NASCAR dreams fuel teen mini stock car driver

NASCAR ambitions: Mini stock car racer Cody Kershner is on the brink of earning his first title.

Ric Dugan/The Herald-Mail/AP
Cody Kershner poses for a photo near Hagerstown, Md. Kershner is on the brink of earning his first title. Cody leads the points race at Shippensburg Speedway in Pennsylvania and is four races away from winning the series.

After his fiancee has gone home for the night and everyone else in the house starts winding down, Cody Kershner will spend evenings in the basement watching prior races like football players review tape.

The 19-year-old mini stock car racer is on the brink of earning his first title. Cody leads the points race at Shippensburg Speedway in Pennsylvania and is four races away from winning the series.

Watching old tape, he says, is what it takes to become a champion.

Cody lives with his family in the farmlands just west of Hagerstown. He attended Clear Spring High School and graduated from Washington County Technical High School. He's been racing since he was 14, but he's been enamored with racing since before he could see over a dash panel.

"I'd like to make it to NASCAR one day," Cody said.

While he's come a long way from the days when he turned wrenches for his dad, Mike Kershner, and entered his first race, Cody's family says they're proud of the man he's become off the track.

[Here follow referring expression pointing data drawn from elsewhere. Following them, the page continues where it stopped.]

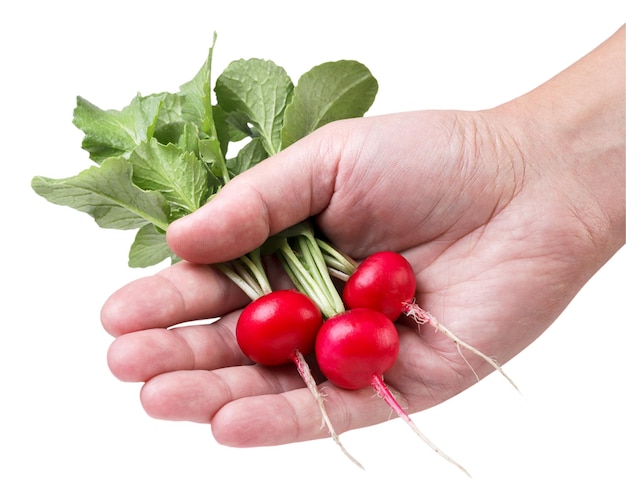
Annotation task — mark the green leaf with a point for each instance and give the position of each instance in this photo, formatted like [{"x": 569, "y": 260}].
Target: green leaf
[
  {"x": 328, "y": 92},
  {"x": 260, "y": 90},
  {"x": 196, "y": 105},
  {"x": 149, "y": 248},
  {"x": 108, "y": 194},
  {"x": 112, "y": 133},
  {"x": 249, "y": 155},
  {"x": 179, "y": 175}
]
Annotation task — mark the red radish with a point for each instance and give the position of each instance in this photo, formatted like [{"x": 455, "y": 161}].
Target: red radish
[
  {"x": 385, "y": 281},
  {"x": 355, "y": 348},
  {"x": 281, "y": 327},
  {"x": 276, "y": 325}
]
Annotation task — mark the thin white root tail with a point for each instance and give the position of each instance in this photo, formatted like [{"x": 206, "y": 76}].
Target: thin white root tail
[
  {"x": 421, "y": 317},
  {"x": 305, "y": 373},
  {"x": 379, "y": 386}
]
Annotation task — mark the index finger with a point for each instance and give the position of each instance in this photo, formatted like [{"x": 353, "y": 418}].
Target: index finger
[{"x": 180, "y": 293}]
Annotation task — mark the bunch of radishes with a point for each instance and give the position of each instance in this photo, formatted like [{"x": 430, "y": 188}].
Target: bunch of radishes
[{"x": 352, "y": 333}]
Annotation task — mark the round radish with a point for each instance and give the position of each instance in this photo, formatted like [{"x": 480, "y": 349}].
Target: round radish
[
  {"x": 383, "y": 281},
  {"x": 271, "y": 328},
  {"x": 281, "y": 327},
  {"x": 355, "y": 346}
]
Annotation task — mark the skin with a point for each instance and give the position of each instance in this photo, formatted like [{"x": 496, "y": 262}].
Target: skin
[{"x": 503, "y": 213}]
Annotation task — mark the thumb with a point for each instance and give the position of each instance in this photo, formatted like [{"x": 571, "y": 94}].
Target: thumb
[{"x": 281, "y": 191}]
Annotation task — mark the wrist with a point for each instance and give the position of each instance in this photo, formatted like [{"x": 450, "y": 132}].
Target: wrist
[{"x": 570, "y": 132}]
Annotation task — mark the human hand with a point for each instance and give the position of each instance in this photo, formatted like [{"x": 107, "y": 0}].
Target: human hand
[{"x": 498, "y": 242}]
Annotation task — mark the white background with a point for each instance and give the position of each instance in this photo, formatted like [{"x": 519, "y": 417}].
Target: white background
[{"x": 65, "y": 420}]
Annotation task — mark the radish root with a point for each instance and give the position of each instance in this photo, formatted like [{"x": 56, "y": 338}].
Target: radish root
[
  {"x": 305, "y": 373},
  {"x": 381, "y": 388},
  {"x": 422, "y": 317}
]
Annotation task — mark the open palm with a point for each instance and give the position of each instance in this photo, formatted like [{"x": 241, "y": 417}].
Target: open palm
[{"x": 492, "y": 248}]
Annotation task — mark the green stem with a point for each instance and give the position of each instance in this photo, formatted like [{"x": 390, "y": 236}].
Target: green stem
[
  {"x": 248, "y": 273},
  {"x": 303, "y": 260},
  {"x": 339, "y": 264}
]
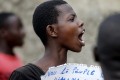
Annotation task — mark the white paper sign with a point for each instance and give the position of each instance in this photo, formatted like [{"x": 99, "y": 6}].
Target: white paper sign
[{"x": 73, "y": 72}]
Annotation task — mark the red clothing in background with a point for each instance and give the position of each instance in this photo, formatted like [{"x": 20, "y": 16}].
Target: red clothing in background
[{"x": 8, "y": 64}]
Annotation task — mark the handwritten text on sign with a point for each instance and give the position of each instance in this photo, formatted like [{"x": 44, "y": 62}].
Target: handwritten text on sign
[{"x": 73, "y": 72}]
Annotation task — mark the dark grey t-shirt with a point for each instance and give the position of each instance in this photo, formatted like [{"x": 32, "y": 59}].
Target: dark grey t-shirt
[{"x": 27, "y": 72}]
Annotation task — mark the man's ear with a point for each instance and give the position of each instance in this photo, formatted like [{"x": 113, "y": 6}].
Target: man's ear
[
  {"x": 95, "y": 54},
  {"x": 51, "y": 30}
]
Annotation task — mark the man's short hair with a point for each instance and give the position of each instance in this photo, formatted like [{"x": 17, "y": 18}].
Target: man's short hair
[{"x": 45, "y": 14}]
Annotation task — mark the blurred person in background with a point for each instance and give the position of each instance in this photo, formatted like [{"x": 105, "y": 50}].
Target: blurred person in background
[
  {"x": 59, "y": 29},
  {"x": 107, "y": 50},
  {"x": 11, "y": 36}
]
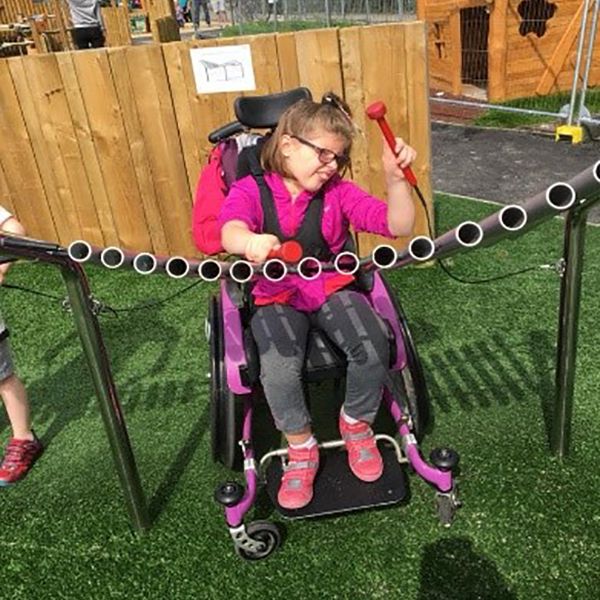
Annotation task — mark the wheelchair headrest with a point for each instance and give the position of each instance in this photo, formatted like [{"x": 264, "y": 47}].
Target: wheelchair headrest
[{"x": 263, "y": 112}]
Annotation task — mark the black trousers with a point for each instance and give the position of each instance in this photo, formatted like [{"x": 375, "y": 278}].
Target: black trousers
[{"x": 88, "y": 37}]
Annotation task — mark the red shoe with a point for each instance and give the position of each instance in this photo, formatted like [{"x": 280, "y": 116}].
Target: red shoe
[
  {"x": 19, "y": 457},
  {"x": 296, "y": 489},
  {"x": 363, "y": 455}
]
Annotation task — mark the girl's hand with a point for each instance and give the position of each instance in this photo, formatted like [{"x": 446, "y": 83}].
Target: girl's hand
[
  {"x": 393, "y": 165},
  {"x": 260, "y": 245}
]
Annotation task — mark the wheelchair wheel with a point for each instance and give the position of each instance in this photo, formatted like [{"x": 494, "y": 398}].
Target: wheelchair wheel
[
  {"x": 226, "y": 407},
  {"x": 266, "y": 533},
  {"x": 413, "y": 378}
]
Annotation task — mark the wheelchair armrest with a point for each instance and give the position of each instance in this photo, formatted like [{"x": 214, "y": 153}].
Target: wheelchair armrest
[{"x": 365, "y": 280}]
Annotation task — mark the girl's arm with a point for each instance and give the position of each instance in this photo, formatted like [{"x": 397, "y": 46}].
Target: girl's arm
[
  {"x": 401, "y": 209},
  {"x": 237, "y": 238}
]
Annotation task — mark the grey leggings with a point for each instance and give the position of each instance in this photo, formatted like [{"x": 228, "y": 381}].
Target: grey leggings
[{"x": 349, "y": 321}]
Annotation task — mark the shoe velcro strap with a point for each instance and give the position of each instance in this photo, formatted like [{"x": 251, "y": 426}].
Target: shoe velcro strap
[
  {"x": 296, "y": 465},
  {"x": 356, "y": 437}
]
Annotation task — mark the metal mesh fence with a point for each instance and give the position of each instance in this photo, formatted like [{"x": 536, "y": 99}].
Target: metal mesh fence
[
  {"x": 581, "y": 105},
  {"x": 324, "y": 13}
]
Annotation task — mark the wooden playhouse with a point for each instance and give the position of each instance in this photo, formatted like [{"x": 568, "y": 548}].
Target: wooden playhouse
[{"x": 503, "y": 49}]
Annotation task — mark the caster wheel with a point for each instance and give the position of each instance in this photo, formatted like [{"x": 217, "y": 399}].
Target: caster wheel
[{"x": 267, "y": 534}]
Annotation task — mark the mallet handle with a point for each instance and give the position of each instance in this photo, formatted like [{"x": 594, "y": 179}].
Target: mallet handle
[{"x": 376, "y": 112}]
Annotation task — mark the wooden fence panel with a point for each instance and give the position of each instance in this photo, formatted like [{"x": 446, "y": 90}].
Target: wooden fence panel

"I think he is a good example for other young people to follow their dreams," said his grandmother, Peggy Kershner.

Months ago, Cody gave his trophy to the Stine family in memory of the late Jeff Stine, who was killed in a car accident on June 6. Jeff Stine owned Stines Radiator Service in Hagerstown. His brother, Doug Stine, said it's been hard.

"I was pretty happy to get that trophy," Doug Stine said. "I thought it was a pretty special thing for him to do. They're good people."

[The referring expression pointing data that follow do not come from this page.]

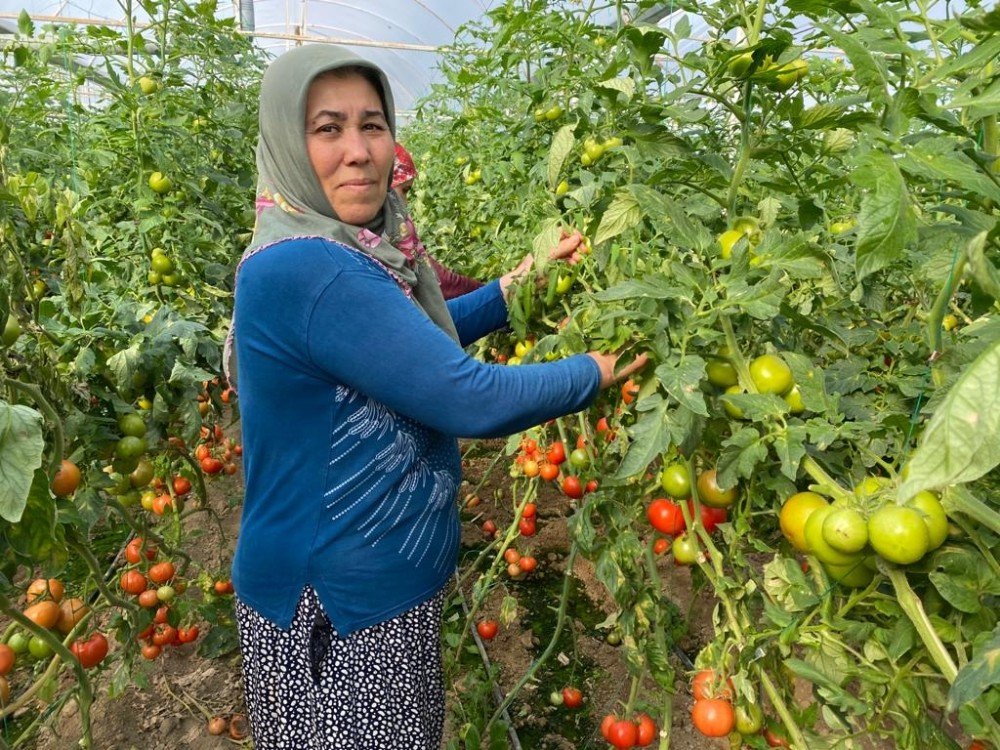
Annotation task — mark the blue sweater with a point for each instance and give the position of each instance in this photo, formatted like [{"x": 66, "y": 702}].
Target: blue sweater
[{"x": 351, "y": 401}]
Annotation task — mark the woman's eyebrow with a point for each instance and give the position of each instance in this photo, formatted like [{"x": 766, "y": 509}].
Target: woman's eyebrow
[{"x": 341, "y": 116}]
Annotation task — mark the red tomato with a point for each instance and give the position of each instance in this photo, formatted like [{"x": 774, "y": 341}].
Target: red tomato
[
  {"x": 622, "y": 734},
  {"x": 556, "y": 453},
  {"x": 90, "y": 652},
  {"x": 706, "y": 684},
  {"x": 713, "y": 717},
  {"x": 132, "y": 582},
  {"x": 572, "y": 488},
  {"x": 161, "y": 572},
  {"x": 646, "y": 730},
  {"x": 665, "y": 516},
  {"x": 572, "y": 697},
  {"x": 182, "y": 485},
  {"x": 488, "y": 629},
  {"x": 606, "y": 725}
]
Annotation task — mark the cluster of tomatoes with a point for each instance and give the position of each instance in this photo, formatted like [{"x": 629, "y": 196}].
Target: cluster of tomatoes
[
  {"x": 47, "y": 607},
  {"x": 547, "y": 463},
  {"x": 623, "y": 733},
  {"x": 667, "y": 517},
  {"x": 843, "y": 535},
  {"x": 155, "y": 588}
]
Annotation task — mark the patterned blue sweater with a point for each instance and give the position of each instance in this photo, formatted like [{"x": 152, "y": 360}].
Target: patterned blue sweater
[{"x": 351, "y": 401}]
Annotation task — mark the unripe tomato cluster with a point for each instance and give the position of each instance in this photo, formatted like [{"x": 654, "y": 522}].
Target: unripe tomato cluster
[
  {"x": 623, "y": 733},
  {"x": 844, "y": 535}
]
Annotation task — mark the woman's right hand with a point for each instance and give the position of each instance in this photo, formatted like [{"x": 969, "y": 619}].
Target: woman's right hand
[{"x": 607, "y": 364}]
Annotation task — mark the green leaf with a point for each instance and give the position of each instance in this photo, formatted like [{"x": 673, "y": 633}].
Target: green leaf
[
  {"x": 981, "y": 673},
  {"x": 938, "y": 159},
  {"x": 682, "y": 380},
  {"x": 623, "y": 214},
  {"x": 962, "y": 440},
  {"x": 562, "y": 145},
  {"x": 25, "y": 25},
  {"x": 740, "y": 455},
  {"x": 886, "y": 222},
  {"x": 21, "y": 446},
  {"x": 650, "y": 437}
]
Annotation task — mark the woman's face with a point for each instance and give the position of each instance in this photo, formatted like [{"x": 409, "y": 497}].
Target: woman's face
[{"x": 349, "y": 144}]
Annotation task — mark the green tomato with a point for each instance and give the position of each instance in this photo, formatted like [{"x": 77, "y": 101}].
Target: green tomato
[
  {"x": 720, "y": 373},
  {"x": 39, "y": 647},
  {"x": 846, "y": 530},
  {"x": 749, "y": 718},
  {"x": 676, "y": 481},
  {"x": 132, "y": 424},
  {"x": 899, "y": 534},
  {"x": 685, "y": 549},
  {"x": 130, "y": 447},
  {"x": 927, "y": 504},
  {"x": 770, "y": 374},
  {"x": 160, "y": 183},
  {"x": 816, "y": 542}
]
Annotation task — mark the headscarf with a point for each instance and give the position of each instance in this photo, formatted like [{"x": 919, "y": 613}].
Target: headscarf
[
  {"x": 291, "y": 202},
  {"x": 403, "y": 169}
]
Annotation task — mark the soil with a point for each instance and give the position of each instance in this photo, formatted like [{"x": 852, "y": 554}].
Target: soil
[{"x": 185, "y": 689}]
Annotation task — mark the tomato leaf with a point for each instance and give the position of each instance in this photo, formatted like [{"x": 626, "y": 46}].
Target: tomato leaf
[
  {"x": 21, "y": 446},
  {"x": 981, "y": 673},
  {"x": 682, "y": 380},
  {"x": 562, "y": 144},
  {"x": 623, "y": 214},
  {"x": 650, "y": 437},
  {"x": 886, "y": 222},
  {"x": 962, "y": 439}
]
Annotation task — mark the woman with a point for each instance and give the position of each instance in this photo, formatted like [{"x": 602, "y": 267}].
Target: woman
[
  {"x": 354, "y": 386},
  {"x": 404, "y": 172}
]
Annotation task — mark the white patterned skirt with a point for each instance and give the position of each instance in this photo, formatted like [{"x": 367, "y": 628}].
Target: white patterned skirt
[{"x": 381, "y": 688}]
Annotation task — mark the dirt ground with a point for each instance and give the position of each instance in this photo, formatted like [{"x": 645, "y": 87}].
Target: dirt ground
[{"x": 185, "y": 689}]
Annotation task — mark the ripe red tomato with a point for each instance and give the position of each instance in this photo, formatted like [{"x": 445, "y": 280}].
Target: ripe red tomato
[
  {"x": 629, "y": 391},
  {"x": 161, "y": 572},
  {"x": 645, "y": 730},
  {"x": 90, "y": 652},
  {"x": 622, "y": 734},
  {"x": 665, "y": 516},
  {"x": 706, "y": 684},
  {"x": 556, "y": 453},
  {"x": 182, "y": 485},
  {"x": 572, "y": 697},
  {"x": 572, "y": 488},
  {"x": 606, "y": 723},
  {"x": 210, "y": 465},
  {"x": 132, "y": 582},
  {"x": 488, "y": 629},
  {"x": 713, "y": 717}
]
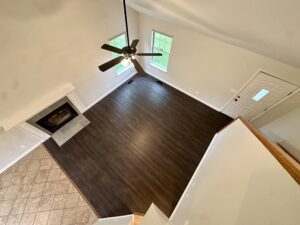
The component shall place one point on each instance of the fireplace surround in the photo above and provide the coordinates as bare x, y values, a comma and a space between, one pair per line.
61, 121
58, 118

Cody said he recently gave away another one of his trophies to a fellow driver whose father died.

"I have trophies to show my accomplishments," Cody said. "Sometimes I feel like if someone has that, that can be given to them, it cheers them up, get their mind off things when they're in a situation."

Racing is a family affair in the Kershner household.

Cody said his first win was in 2007. He was competing against his father. "I started first and led every lap," he said. "My dad finished second to me. That was the first time we ever raced against each other."

Cody has a sister, Jamie Kershner, 23, whose daughter Makenna, 4, has already started hanging around the track, giving her Uncle Cody the thumbs up when he wins.

His great-grandparents, Charles and Rose Dale, don't attend the races, but they do pray for his safety. "They're his prayer warriors," Peggy said.

Watching the races can be scary.

"The one I remember the most is when he went up on the wall," said Shirley Kershner, Cody's mother. "Oh my goodness, is he going to roll? That scared me the most."

But Cody finished.

"There was a big pile up," he recalled. "One of the cars flipped. I got a flat tire. It ripped the whole nose piece off the car. I had to pull off the track. I had to put a new tire on the car. I came out, I started in last and finished in second."

Cody's fiance, Ashley Pearcey, 20, of Clear Spring, said it's not so hard for her to watch her future husband compete because she grew up around drag racing. Her stepfather, Bobby Smith, runs a race engine and automotive business in Clear Spring. She and Cody met each other when he came by to pick up a motor. She says it was love at first sight.

"He was too shy to say anything," Ashley said.

Inside of Cody's car, there's a heart with Ashley's name in it.

As for the future, Cody said he's been trying to do everything he can to make it to the next level of competition and get a fancier car. He wants to land a spot on a traveling series, the types of drivers who come through the Hagerstown Speedway not too far from his home - or at least find something lucrative enough so that he doesn't have to work full time.

He's employed with the service department at a Hagerstown car dealership.

His dad said they've been talking to a man with a race car that's not being used. But it takes a good bit of dues paying before people are willing to fork over a $50,000 to $60,000 car to an inexperienced driver.

"I've got to do the best I can in the division I'm in and just continue to win," Cody said. "Hopefully, someone sees I can get good results and take care of equipment, get a fan base."